2)COMPETING People exhibiting a competing style want to reach their goal or get their solution adopted regardless of what others say or how they feel. They are more interested in getting the outcome they want as opposed to keeping the other party happy, and they push for the deal they are interested in making. Competition may lead to poor relationships with others if one is always seeking to maximize their own outcomes at the expense of others’ well-being. This approach may be effective if one has strong moral objections to the alternatives or if the alternatives one is opposing are unethical or harmful.
People who tend towards a competitive style take a firm stand, and know what they want. They usually operate from a position of power, drawn from things like position, rank, expertise, or persuasive ability. This style can be useful when there is an emergency and a decision needs to be made fast; when the decision is unpopular; or when defending against someone who is trying to exploit the situation selfishly. However it can leave people feeling bruised, unsatisfied and resentful when used in less urgent situations.
3) Accommodating: This style indicates a willingness to meet the needs of others at the expense of the person's own needs.
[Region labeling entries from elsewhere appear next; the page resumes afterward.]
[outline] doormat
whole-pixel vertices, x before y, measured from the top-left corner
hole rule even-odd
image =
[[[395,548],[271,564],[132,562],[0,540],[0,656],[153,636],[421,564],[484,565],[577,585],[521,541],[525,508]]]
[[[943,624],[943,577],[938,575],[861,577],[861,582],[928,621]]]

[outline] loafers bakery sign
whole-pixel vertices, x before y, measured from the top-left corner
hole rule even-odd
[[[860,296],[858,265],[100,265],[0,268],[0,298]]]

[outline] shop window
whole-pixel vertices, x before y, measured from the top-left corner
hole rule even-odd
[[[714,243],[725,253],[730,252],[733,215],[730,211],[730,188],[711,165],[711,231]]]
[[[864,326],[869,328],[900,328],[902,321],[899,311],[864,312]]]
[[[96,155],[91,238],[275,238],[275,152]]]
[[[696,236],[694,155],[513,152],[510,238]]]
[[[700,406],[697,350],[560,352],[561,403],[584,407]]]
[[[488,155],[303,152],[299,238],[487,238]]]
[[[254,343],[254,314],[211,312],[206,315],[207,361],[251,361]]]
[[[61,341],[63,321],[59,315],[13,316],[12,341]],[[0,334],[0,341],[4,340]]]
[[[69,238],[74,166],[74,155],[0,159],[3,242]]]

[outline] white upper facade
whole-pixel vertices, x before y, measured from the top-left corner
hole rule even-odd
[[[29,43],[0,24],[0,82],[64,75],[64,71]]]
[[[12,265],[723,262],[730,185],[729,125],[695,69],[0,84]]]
The accommodator often knows when to give in to others, but can be persuaded to surrender a position even when it is not warranted. This person is not assertive but is highly cooperative. Accommodation is appropriate when the issues matter more to the other party, when peace is more valuable than winning, or when you want to be in a position to collect on this "favor" you gave. However people may not return favors, and overall this approach is unlikely to give the best outcomes. Accomodating individuals never meet their needs.
4) Collaborative: People tending towards a collaborative style try to meet the needs of all people involved. These people can be highly assertive but unlike the competitor, they cooperate effectively and acknowledge that everyone is important. This style is useful when you need to bring together a variety of viewpoints to get the best solution; when there have been previous conflicts in the group; or when the situation is too important for a simple trade-off. Requires trust and communication and is time consuming.
5) Compromising: People who prefer a compromising style try to find a solution that will at least partially satisfy everyone. Everyone is expected to give up something, and the compromiser him- or herself also expects to relinquish something. Compromise is useful when the cost of conflict is higher than the cost of losing ground, when equal strength opponents are at a standstill and when there is a deadline looming.